Так из учения об Уме как перводвигателе дедуцируются все основные внутренние моменты трагического мифа, – "перипетия", "узнавание", "пафос", "страх", "сострадание" и "очищение".

Ради заключения предлагаемой нами ноологической концепции трагического катарсиса у Аристотеля мы обратили бы внимание на один анонимный трактат о комедии, который обычно в науке носит название "Трактата Койлена", или так называемых "Tractatus Coislinianus"91, где и трагедия и комедия определяются при помощи почти тех же самых аристотелевских выражений и где можно находить близость именно с "Поэтикой" Аристотеля. Здесь мы читаем следующее: "Трагедия снимает страшные аффекты души через жалость, и потому, что обычно она устанавливает соразмерность (symmetrian) страха; матерью же она имеет скорбь (lypё)" (§1). И далее: "Обычно в трагедиях достигается соразмерность страха, а в комедиях – соразмерность смешного" (§6). Мы обратили бы внимание здесь на термин "соразмерность". Страх, хочет сказать этот анонимный автор, не то чтобы целиком снимался в трагедии, но он возводится в трагедии на некоторого рода высшую ступень, где он обезвреживается при помощи новой структуры, "симметрии". Нам кажется, что такого рода "симметрия" может возникать только благодаря приобщению непосредственного животного и житейского страха к более высоким, а именно умопостигаемым областям. Вследствие этого основное мнение указанного анонимного автора движется в той же плоскости, что и наше ноологическое понимание.

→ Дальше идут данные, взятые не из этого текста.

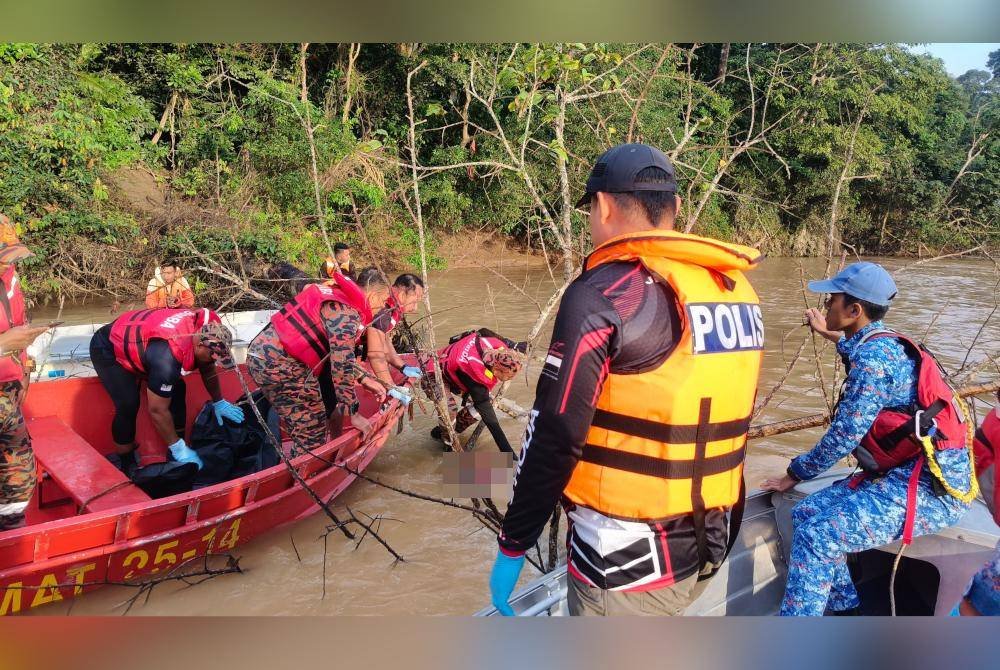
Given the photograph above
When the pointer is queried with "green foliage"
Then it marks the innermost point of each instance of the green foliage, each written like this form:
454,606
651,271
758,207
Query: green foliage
759,152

Точно так же, вслед за болгарским ученым А.Ничевым92, мы бы указали на два текста из самой греческой трагедии, которые подтверждают огромное значение страха, но только не в его элементарном и чисто аффективном виде, но в его приобщении к высшим областям. У Эсхила в его "Евменидах" (696-699 Weil) читаем (Пиотр.):

Бежать безвластья и самодержавия
Советую народу. Но спасительный
Пускай не изгоняют страх из города.

У Софокла в "Эдипе-царе" (883-887 Dind.-Merl.) тоже мы находим такое рассуждение (Шервинск.):

Если смертный превознесся
На словах или на деле,
Не боится правосудья
И не чтит кумиров божьих, –
Злая участь да постигнет
Спесь злосчастную его.

8. Новейшее толкование катарсиса.

Ноологическое, по сути дела, толкование аристотелевского трагического катарсиса, но с уделением внимания психологии, предложено в самое последнее время только что упомянутым у нас А.Ничевым. Согласно этому автору, трагический катарсис заключается в том, что первое, поверхностное, неглубокое и ошибочное представление, с которым подходит зритель к изображаемым на сцене обстоятельствам, сменяется затем по ходу развития драматического действия более глубоким, более возвышенным и более истинным знанием жизни, как она изображена в трагедии. Одновременно с этим и то чувство сострадания к герою и страха за него, которое связывалось с первым впечатлением зрителя о происходящем перед ним, по мере узнавания действительного порядка вещей исчезает и сменяется иным, более серьезным чувством, проистекающим от сознания глубокой закономерности всего того, что выпадает на долю героя. Это новое чувство, возникающее в результате драматического представления, или, по мнению А.Ничева, возможно, также и после него, в определенном смысле остается по своей природе все тем же комплексом страха и сострадания, но только уже упорядоченным и направленным не на конкретную личность трагического героя, а на самый принцип миропорядка, то есть превращается в "божественный страх", как выражается Ничев93, являющийся "основанием нравственности".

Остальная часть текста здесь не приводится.